Read El mapa de la vida Online
Authors: Adolfo Garcia Ortega
—¿Tienes tiempo? Estamos tan cerca —dijo ella—. ¿No tenías ahí arriba la sensación de volar muy alto, cuando eras niño? Yo ahora quiero volver a hacerlo, necesito hacerlo aunque sea de mentira.
Cuando lo dijo, él se dio cuenta de que detrás de ella se dibujaba el Faro de la Moncloa al fondo. Él también necesitaba volar. ¿O ya lo había hecho?
En la pequeña cabina cuadrada del teleférico iban solos. En las otras cabinas que había delante o detrás, incluso en aquellas con las que se cruzaban, no viajaba ningún pasajero. Sin duda que el teleférico era ya una reliquia del pasado. Pertenecía a otra época, a su adolescencia, o incluso al noviazgo de su padres. En un Madrid que se entregaba a un tiempo nuevo, allí arriba se apoderó de ellos una insospechada soledad. Qué simbólico era, pensó Gabriel en ese momento, que Zougam, uno de los terroristas sospechosos de colocar las mochilas con dinamita, le pusiera el nombre de
Nuevo Siglo
al locutorio de Lavapiés de donde salieron las tarjetas telefónicas para detonar las bombas. Le dijo a Ada: «Ésta es la soledad de los ángeles que miran desde lo alto.» Pero desde aquella altura, como sucedió desde el Faro, Madrid volvía a aparecer a sus pies igual que el tablero de un juego de mesa.
Al poco de dejar el paseo de la Florida aparecieron las copas redondas de los árboles y las lomas desérticas de la Casa de Campo. La cabina se balanceaba, como cuando eran niños; y como en aquella época, también ahora le sucedía a él que, si miraba a lo lejos, tenía la impresión de ir navegando.
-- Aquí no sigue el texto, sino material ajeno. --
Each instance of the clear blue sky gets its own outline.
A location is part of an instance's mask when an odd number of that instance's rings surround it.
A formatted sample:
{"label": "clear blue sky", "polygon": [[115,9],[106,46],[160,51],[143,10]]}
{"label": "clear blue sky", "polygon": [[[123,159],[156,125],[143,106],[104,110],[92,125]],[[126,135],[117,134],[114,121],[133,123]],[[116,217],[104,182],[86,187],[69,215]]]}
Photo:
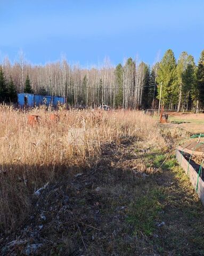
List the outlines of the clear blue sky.
{"label": "clear blue sky", "polygon": [[62,54],[84,66],[137,55],[152,64],[169,48],[198,60],[203,0],[0,0],[0,60],[22,50],[37,64]]}

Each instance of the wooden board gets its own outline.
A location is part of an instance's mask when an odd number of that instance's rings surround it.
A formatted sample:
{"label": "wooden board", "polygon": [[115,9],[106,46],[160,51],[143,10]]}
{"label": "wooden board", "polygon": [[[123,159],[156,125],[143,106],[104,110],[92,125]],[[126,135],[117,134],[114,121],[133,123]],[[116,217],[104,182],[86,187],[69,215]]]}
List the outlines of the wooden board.
{"label": "wooden board", "polygon": [[177,148],[178,150],[183,151],[183,152],[186,152],[186,153],[189,153],[190,155],[195,155],[196,156],[204,156],[204,152],[202,151],[197,151],[197,149],[195,150],[194,150],[193,149],[190,149],[187,148],[184,148],[183,147],[181,146],[179,146]]}
{"label": "wooden board", "polygon": [[[178,149],[176,150],[176,159],[181,166],[189,177],[192,185],[195,189],[198,182],[197,172],[190,164],[189,165],[188,161],[184,157],[180,151]],[[200,177],[198,178],[197,193],[204,205],[204,182]]]}

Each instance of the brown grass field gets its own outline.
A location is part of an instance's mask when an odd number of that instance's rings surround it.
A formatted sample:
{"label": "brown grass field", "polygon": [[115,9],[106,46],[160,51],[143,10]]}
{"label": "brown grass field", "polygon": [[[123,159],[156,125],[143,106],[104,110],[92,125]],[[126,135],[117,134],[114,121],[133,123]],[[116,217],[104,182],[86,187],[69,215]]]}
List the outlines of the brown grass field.
{"label": "brown grass field", "polygon": [[204,255],[203,206],[174,156],[190,130],[142,111],[54,113],[0,107],[1,255]]}
{"label": "brown grass field", "polygon": [[192,133],[204,133],[204,114],[168,112],[169,120]]}

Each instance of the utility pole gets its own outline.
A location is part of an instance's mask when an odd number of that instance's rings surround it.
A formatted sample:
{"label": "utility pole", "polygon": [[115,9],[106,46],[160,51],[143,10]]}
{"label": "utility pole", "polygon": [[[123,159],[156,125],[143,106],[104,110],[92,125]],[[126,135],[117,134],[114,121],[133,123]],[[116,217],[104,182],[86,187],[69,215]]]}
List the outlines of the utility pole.
{"label": "utility pole", "polygon": [[160,87],[160,93],[159,95],[159,109],[158,109],[158,114],[159,115],[159,112],[160,111],[160,105],[161,105],[161,89],[162,87],[162,82],[161,83],[161,87]]}

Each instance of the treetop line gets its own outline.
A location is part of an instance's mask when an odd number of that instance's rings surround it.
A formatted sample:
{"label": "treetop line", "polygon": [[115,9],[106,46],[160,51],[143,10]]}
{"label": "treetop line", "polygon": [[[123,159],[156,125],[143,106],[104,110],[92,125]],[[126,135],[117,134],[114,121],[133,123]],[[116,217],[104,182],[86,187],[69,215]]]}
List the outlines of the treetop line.
{"label": "treetop line", "polygon": [[22,57],[11,65],[6,59],[0,67],[0,101],[15,102],[23,92],[65,97],[73,106],[104,103],[113,108],[155,109],[161,96],[166,109],[198,111],[204,105],[204,51],[197,66],[186,52],[176,61],[170,49],[151,67],[131,58],[99,69],[72,68],[66,60],[32,66]]}

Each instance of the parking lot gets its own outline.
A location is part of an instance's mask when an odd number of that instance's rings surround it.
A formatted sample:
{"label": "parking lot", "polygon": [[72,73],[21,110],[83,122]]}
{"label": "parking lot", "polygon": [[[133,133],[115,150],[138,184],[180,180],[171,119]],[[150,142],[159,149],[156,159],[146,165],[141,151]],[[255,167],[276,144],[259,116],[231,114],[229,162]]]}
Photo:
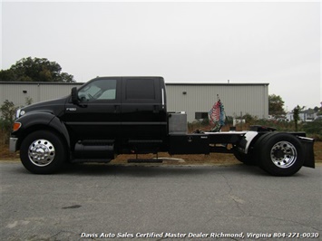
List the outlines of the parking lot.
{"label": "parking lot", "polygon": [[33,175],[2,161],[0,170],[2,240],[274,240],[321,232],[321,165],[288,178],[241,164],[75,165]]}

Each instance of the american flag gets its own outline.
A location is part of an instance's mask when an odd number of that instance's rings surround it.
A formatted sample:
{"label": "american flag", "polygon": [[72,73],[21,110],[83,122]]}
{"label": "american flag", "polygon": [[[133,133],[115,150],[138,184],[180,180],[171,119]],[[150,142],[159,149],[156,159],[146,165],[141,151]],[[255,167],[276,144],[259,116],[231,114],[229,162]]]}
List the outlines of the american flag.
{"label": "american flag", "polygon": [[210,122],[212,124],[220,122],[220,126],[223,126],[225,125],[224,118],[224,106],[219,100],[209,111]]}

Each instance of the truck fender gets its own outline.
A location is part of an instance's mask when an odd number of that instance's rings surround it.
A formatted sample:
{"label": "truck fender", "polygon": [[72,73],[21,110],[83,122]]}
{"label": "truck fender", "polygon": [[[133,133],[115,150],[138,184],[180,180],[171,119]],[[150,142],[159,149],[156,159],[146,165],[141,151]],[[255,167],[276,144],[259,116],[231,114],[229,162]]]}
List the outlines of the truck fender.
{"label": "truck fender", "polygon": [[[30,130],[33,127],[38,125],[48,126],[60,133],[68,147],[70,147],[70,138],[65,125],[54,115],[49,112],[32,112],[24,115],[23,117],[15,120],[15,122],[22,123],[22,130],[18,132],[24,132],[26,130]],[[15,135],[15,132],[13,132]]]}

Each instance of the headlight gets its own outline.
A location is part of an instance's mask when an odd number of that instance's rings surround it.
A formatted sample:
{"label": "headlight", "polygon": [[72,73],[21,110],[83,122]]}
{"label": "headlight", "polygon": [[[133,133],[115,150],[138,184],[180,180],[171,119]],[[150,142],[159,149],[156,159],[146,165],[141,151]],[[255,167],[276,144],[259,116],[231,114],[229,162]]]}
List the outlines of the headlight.
{"label": "headlight", "polygon": [[17,118],[19,118],[19,117],[24,115],[24,114],[25,114],[25,111],[22,111],[21,109],[18,109],[18,110],[16,111],[16,112],[15,112],[15,118],[17,119]]}
{"label": "headlight", "polygon": [[15,119],[20,117],[20,112],[21,112],[21,109],[16,110],[16,111],[15,111]]}

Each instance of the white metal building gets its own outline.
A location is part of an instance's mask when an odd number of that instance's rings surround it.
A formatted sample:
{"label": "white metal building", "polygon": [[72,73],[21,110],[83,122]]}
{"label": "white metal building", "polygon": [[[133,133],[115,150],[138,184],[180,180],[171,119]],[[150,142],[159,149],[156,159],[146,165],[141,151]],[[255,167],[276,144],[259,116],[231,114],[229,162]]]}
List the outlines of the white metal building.
{"label": "white metal building", "polygon": [[[83,83],[0,82],[0,104],[5,100],[24,106],[26,98],[39,102],[63,97]],[[196,112],[208,112],[220,96],[228,116],[249,113],[259,119],[268,117],[268,83],[166,83],[168,111],[186,111],[188,121]]]}

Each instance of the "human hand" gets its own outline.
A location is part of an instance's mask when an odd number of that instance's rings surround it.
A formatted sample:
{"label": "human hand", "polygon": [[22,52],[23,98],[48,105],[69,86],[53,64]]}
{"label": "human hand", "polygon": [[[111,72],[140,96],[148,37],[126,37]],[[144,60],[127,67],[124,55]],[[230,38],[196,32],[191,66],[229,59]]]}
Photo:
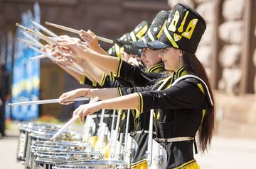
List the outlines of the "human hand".
{"label": "human hand", "polygon": [[99,41],[96,35],[90,30],[87,32],[83,30],[80,30],[80,36],[82,40],[87,42],[87,45],[90,48],[96,49],[99,47]]}
{"label": "human hand", "polygon": [[100,109],[101,109],[100,105],[101,102],[81,105],[76,110],[75,110],[73,117],[78,115],[79,121],[80,122],[83,122],[85,116],[90,115],[98,111]]}
{"label": "human hand", "polygon": [[[78,88],[71,91],[68,91],[62,94],[59,98],[59,103],[61,105],[69,105],[73,103],[73,102],[69,102],[69,100],[74,100],[78,97],[82,96],[83,91],[87,91],[89,88]],[[86,92],[85,92],[86,93]]]}

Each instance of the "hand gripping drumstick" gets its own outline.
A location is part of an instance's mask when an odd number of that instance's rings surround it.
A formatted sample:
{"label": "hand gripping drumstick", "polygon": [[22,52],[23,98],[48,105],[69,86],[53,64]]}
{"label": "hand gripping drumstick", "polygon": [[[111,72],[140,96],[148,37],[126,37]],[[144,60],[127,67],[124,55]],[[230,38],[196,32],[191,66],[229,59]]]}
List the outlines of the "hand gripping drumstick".
{"label": "hand gripping drumstick", "polygon": [[[56,54],[58,52],[58,51],[55,51],[55,52],[50,52],[48,54],[51,55],[51,54]],[[41,59],[46,58],[46,57],[47,57],[46,55],[40,54],[40,55],[38,55],[38,56],[36,56],[36,57],[31,57],[31,58],[28,59],[28,60],[29,61],[36,60],[36,59]]]}
{"label": "hand gripping drumstick", "polygon": [[[36,52],[41,54],[46,55],[48,58],[49,58],[49,59],[51,59],[52,61],[55,61],[55,60],[57,59],[55,57],[53,57],[53,56],[50,55],[50,54],[46,53],[46,52],[43,52],[43,51],[42,51],[42,50],[41,50],[41,49],[37,49],[36,47],[34,47],[31,46],[31,45],[28,45],[28,47],[29,48],[31,48],[32,49],[35,50]],[[78,74],[82,74],[82,72],[81,72],[80,71],[79,71],[79,70],[78,70],[78,69],[75,69],[75,68],[73,68],[73,67],[72,67],[72,66],[68,66],[68,65],[66,67],[67,67],[68,69],[70,69],[70,70],[73,70],[73,71],[75,71],[75,72],[76,72],[76,73],[78,73]]]}
{"label": "hand gripping drumstick", "polygon": [[[55,27],[55,28],[58,28],[59,29],[67,30],[67,31],[70,32],[70,33],[76,33],[76,34],[80,34],[80,31],[79,31],[78,30],[75,30],[75,29],[68,28],[68,27],[63,26],[63,25],[57,25],[57,24],[52,23],[48,23],[48,22],[46,22],[46,24],[48,25]],[[100,37],[100,36],[97,36],[97,38],[99,40],[107,42],[107,43],[112,44],[114,42],[114,41],[112,40],[109,40],[109,39]]]}
{"label": "hand gripping drumstick", "polygon": [[[90,101],[89,103],[89,104],[90,103],[93,103],[97,102],[97,100],[99,100],[99,98],[98,97],[95,97],[94,99],[92,99],[92,101]],[[57,133],[55,134],[54,134],[54,136],[50,138],[50,140],[54,140],[55,139],[56,139],[61,133],[63,133],[69,126],[70,126],[72,124],[72,123],[73,123],[75,120],[77,120],[79,117],[79,115],[76,115],[75,116],[74,116],[73,117],[72,117],[72,119],[70,119],[66,124],[65,124],[64,126],[63,126],[61,127],[60,129],[59,129]]]}
{"label": "hand gripping drumstick", "polygon": [[[88,98],[82,97],[82,98],[77,98],[74,100],[70,100],[67,102],[76,102],[76,101],[83,101],[87,100]],[[36,101],[28,101],[28,102],[18,102],[14,103],[8,104],[9,106],[16,106],[16,105],[41,105],[41,104],[48,104],[48,103],[58,103],[59,99],[49,99],[49,100],[36,100]]]}

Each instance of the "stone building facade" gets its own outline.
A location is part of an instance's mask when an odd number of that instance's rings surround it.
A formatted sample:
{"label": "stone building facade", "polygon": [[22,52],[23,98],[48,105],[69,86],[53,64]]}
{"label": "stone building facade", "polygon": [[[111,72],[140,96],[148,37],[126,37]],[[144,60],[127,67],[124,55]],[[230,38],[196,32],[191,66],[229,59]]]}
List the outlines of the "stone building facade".
{"label": "stone building facade", "polygon": [[[0,35],[14,32],[21,13],[32,8],[33,0],[0,1]],[[218,133],[245,134],[256,129],[256,1],[254,0],[39,0],[41,23],[49,21],[75,29],[91,30],[97,35],[115,40],[141,21],[151,21],[161,10],[176,3],[194,8],[206,19],[207,29],[196,56],[204,65],[216,91]],[[58,35],[70,34],[48,27]],[[102,42],[104,48],[110,47]],[[79,87],[77,81],[50,62],[43,61],[41,88],[43,98],[55,98]],[[49,76],[50,74],[50,76]],[[53,86],[50,76],[58,75]],[[64,84],[64,85],[63,85]],[[53,91],[50,88],[57,88]],[[52,106],[52,107],[50,107]],[[43,112],[61,112],[58,105],[42,107]],[[66,111],[70,107],[62,108]],[[65,110],[66,109],[66,110]],[[67,115],[68,116],[68,115]],[[239,133],[239,134],[238,134]],[[252,136],[252,135],[251,135]],[[252,136],[256,137],[255,134]]]}

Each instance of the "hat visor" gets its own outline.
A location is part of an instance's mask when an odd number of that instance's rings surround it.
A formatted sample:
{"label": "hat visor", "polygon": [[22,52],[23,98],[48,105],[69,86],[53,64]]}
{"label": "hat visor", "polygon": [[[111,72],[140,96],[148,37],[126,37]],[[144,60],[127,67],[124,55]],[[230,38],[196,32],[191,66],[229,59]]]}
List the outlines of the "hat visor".
{"label": "hat visor", "polygon": [[156,40],[154,42],[148,42],[149,47],[154,50],[159,50],[161,49],[164,49],[167,47],[171,47],[171,46],[166,45],[159,40]]}
{"label": "hat visor", "polygon": [[142,55],[142,52],[139,52],[139,49],[134,48],[132,45],[124,45],[124,51],[129,54],[135,54],[139,57]]}
{"label": "hat visor", "polygon": [[148,48],[149,47],[149,45],[147,45],[147,43],[144,42],[143,40],[134,42],[133,45],[136,47],[139,48],[139,49]]}

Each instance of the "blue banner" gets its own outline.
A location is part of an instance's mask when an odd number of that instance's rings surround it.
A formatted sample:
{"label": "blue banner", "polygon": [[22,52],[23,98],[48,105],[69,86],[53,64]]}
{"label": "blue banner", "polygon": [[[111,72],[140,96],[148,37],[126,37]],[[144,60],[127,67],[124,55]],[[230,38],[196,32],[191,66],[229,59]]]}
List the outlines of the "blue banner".
{"label": "blue banner", "polygon": [[[34,6],[34,15],[28,11],[22,14],[21,25],[28,28],[33,25],[31,20],[40,22],[40,10],[38,4]],[[26,39],[21,33],[16,31],[17,37]],[[20,41],[16,42],[14,62],[12,103],[38,100],[40,88],[40,61],[28,61],[30,57],[39,54],[28,48],[26,45]],[[14,120],[29,121],[35,120],[39,115],[39,107],[36,105],[14,106],[11,109],[11,115]]]}
{"label": "blue banner", "polygon": [[[10,75],[12,74],[12,55],[13,55],[13,35],[11,32],[9,32],[7,35],[7,56],[6,56],[6,71]],[[11,82],[10,76],[9,82]],[[9,83],[7,83],[9,84]],[[10,103],[10,100],[7,100],[5,102],[5,116],[6,120],[11,119],[11,108],[8,106]]]}

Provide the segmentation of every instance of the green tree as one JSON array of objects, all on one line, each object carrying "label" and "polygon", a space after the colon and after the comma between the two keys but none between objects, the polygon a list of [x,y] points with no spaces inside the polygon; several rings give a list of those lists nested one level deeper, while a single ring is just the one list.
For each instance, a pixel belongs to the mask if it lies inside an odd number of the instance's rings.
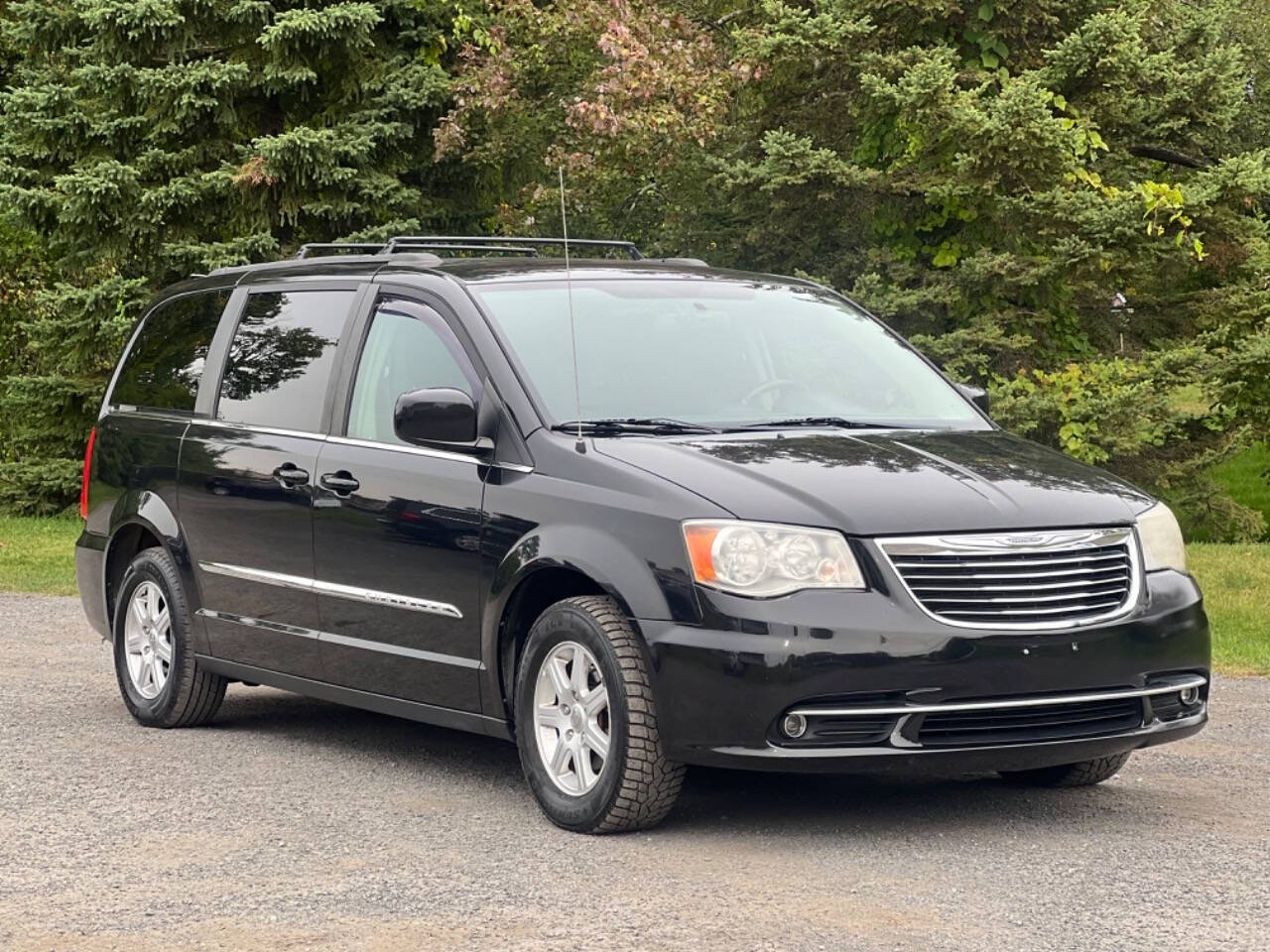
[{"label": "green tree", "polygon": [[1264,0],[494,9],[438,136],[500,170],[502,222],[554,231],[564,160],[579,225],[805,269],[1006,425],[1261,531],[1205,472],[1265,429]]},{"label": "green tree", "polygon": [[432,161],[447,51],[419,0],[19,0],[0,8],[0,207],[56,267],[5,327],[0,504],[74,499],[144,300],[307,240],[471,221]]}]

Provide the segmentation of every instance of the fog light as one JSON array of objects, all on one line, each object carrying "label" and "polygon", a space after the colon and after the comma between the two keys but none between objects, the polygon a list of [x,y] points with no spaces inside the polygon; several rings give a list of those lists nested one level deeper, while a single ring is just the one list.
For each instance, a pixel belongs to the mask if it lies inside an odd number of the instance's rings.
[{"label": "fog light", "polygon": [[806,718],[800,713],[785,715],[781,730],[785,731],[786,736],[801,737],[806,732]]}]

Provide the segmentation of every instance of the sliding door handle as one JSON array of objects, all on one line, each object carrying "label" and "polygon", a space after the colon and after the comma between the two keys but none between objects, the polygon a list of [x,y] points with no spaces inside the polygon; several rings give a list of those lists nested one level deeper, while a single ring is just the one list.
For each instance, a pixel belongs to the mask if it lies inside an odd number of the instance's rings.
[{"label": "sliding door handle", "polygon": [[273,471],[273,479],[283,486],[300,486],[309,482],[309,470],[301,470],[295,463],[283,463]]},{"label": "sliding door handle", "polygon": [[329,489],[337,496],[347,496],[349,493],[356,493],[362,485],[348,470],[324,472],[319,482],[323,489]]}]

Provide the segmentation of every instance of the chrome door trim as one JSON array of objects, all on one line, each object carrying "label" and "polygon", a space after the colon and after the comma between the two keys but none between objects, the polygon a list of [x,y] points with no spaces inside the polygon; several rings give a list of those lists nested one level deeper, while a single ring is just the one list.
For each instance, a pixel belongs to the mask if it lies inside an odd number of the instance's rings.
[{"label": "chrome door trim", "polygon": [[194,419],[192,423],[202,423],[207,426],[216,426],[218,429],[226,430],[246,430],[249,433],[263,433],[271,437],[298,437],[301,439],[316,439],[319,442],[326,440],[326,434],[312,433],[310,430],[288,430],[283,426],[262,426],[255,423],[234,423],[232,420],[220,420],[220,419]]},{"label": "chrome door trim", "polygon": [[259,581],[265,585],[277,585],[278,588],[284,589],[312,592],[319,595],[334,595],[335,598],[347,598],[353,602],[366,602],[372,605],[403,608],[408,612],[439,614],[446,618],[464,617],[464,613],[458,611],[457,605],[452,605],[448,602],[433,602],[428,598],[399,595],[394,592],[380,592],[377,589],[367,589],[358,585],[340,585],[334,581],[307,579],[301,575],[286,575],[283,572],[268,571],[267,569],[249,569],[245,565],[230,565],[229,562],[199,562],[198,567],[213,575],[226,575],[231,579],[243,579],[244,581]]},{"label": "chrome door trim", "polygon": [[329,631],[315,631],[312,628],[301,628],[295,625],[283,625],[281,622],[271,622],[265,618],[253,618],[249,614],[235,614],[234,612],[221,612],[212,608],[199,608],[194,614],[201,614],[204,618],[220,618],[221,621],[234,622],[235,625],[243,625],[248,628],[263,628],[264,631],[277,632],[279,635],[295,635],[300,638],[314,638],[316,641],[326,641],[333,645],[343,645],[344,647],[359,647],[367,651],[380,651],[387,655],[399,655],[401,658],[414,658],[420,661],[433,661],[436,664],[448,664],[456,668],[472,668],[483,670],[485,668],[475,658],[460,658],[458,655],[443,655],[439,651],[420,651],[414,647],[404,647],[401,645],[390,645],[385,641],[370,641],[367,638],[354,638],[348,635],[335,635]]},{"label": "chrome door trim", "polygon": [[414,658],[420,661],[434,661],[437,664],[450,664],[456,668],[472,668],[484,670],[485,665],[481,664],[475,658],[460,658],[458,655],[443,655],[439,651],[423,651],[417,647],[405,647],[404,645],[392,645],[387,641],[368,641],[367,638],[354,638],[351,635],[335,635],[334,632],[324,631],[321,633],[321,640],[328,641],[331,645],[343,645],[344,647],[361,647],[367,651],[380,651],[386,655],[399,655],[401,658]]},{"label": "chrome door trim", "polygon": [[1026,697],[1003,701],[963,701],[945,704],[897,704],[894,707],[794,707],[786,713],[804,717],[867,717],[872,715],[914,715],[947,713],[949,711],[1008,711],[1020,707],[1045,707],[1048,704],[1081,704],[1096,701],[1121,701],[1124,698],[1172,694],[1186,688],[1203,688],[1206,678],[1198,674],[1175,678],[1167,684],[1152,684],[1147,688],[1124,688],[1119,691],[1096,691],[1085,694],[1058,694],[1050,697]]},{"label": "chrome door trim", "polygon": [[512,472],[533,472],[532,466],[522,463],[500,463],[498,461],[478,459],[466,453],[453,453],[448,449],[432,449],[431,447],[411,447],[404,443],[381,443],[377,439],[356,439],[353,437],[328,437],[328,443],[339,443],[345,447],[362,447],[363,449],[387,449],[394,453],[409,453],[410,456],[425,456],[432,459],[451,459],[456,463],[471,463],[472,466],[495,466],[499,470]]},{"label": "chrome door trim", "polygon": [[253,618],[249,614],[237,614],[235,612],[221,612],[213,611],[211,608],[199,608],[194,614],[201,614],[204,618],[220,618],[221,621],[234,622],[235,625],[245,625],[249,628],[263,628],[264,631],[272,631],[278,635],[295,635],[297,638],[314,638],[321,637],[321,632],[314,631],[312,628],[301,628],[298,625],[283,625],[282,622],[271,622],[267,618]]}]

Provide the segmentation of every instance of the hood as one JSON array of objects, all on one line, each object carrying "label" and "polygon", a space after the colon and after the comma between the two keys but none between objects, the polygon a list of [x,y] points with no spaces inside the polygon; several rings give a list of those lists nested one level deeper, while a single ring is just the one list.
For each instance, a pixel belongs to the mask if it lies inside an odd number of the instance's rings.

Durante aquellos minutos, Ada y Gabriel se besaron apasionadamente; permanecieron todo el trayecto abrazados y en silencio, sentados en sentido contrario de la marcha, mirando la ciudad que se iba quedando atrás. En la estación de llegada decidieron subirse a la cabina siguiente para regresar de inmediato. No tenían nada que hacer allí, donde apenas había gente en día laborable, sólo querían repetir la flotante sensación de estar elevados por encima de las cosas. De pronto, ya en el aire, Gabriel vio a alguien en la cabina con la que se cruzaron. Alguien que él sabía quién era.
(M). Una joven de apenas veinte años. Talle muy bien formado, esbelta, bastante sexy. Parecía mayor, sin duda. También tenía una profunda expresión triste. No iba sola, pero Gabriel no reparó en su acompañante porque carecía de interés para él. La miró a los ojos y ella hizo lo mismo, pero apartó la mirada con naturalidad. Cómo iba a saber esa joven que él estaba en ese teleférico sólo para verla a ella y comprender su drama. Incluso él lo ignoraba, pero el ángel no; el ángel que hay en él sabía quién era aquella joven. Era la hija de M, el subteniente de aviación de cincuenta y dos años que había muerto en los atentados. Hacía
strip-tease
en un club del número 45 de María de Molina. Iba a decírselo a su padre aquel fin de semana de las elecciones. O en realidad iba a decirle que lo quería dejar ya, que en los pocos meses que llevaba en ese trabajo había ganado dinero pero se sentía hastiada. Estuvo buscando las palabras, las preparaba porque sabía que M no aceptaría tan fácilmente ese hecho consumado, que se opondría con firmeza aunque fuese algo ya pasado. Ella le quería decir que lo había hecho por decisión propia, por demostrarse algo, con toda libertad, porque nada la obligaba a ello. Se metió en eso tan sólo porque había conocido a una compañera en la Universidad que lo hacía; trabajaba de modelo; le había insinuado que sus proporciones eran las justas y además atractivas. La convenció de que desnudarse en algunos sitios podría ser una buena salida para el cine. No era nuevo para su padre que a ella le gustaba el cine más que nada en el mundo. Después de buscar durante varios días esas palabras que no dijo, de ensayarlas incluso, había decidido dejarlo, pero el amor por su padre la llevaba a contárselo. Se lo debía sobre todo a sí misma. En aquella cabina que se cruzaba con la suya, el ángel lo sabía. Sabía lo que iba a pasar. Cuando lo miró, la joven no comprendió quién era él. Ni podría imaginarlo siquiera. Y no se volverán a cruzar en la vida. Por eso nunca sabrá que su padre ya lo había descubierto por sus medios y tan sólo esperaba las razones que le diera su hija, porque respetaba su libre elección. «Papá, iba a decírtelo, iba a decírtelo» son las palabras que quedaron guardadas para siempre en algún lugar de la pena.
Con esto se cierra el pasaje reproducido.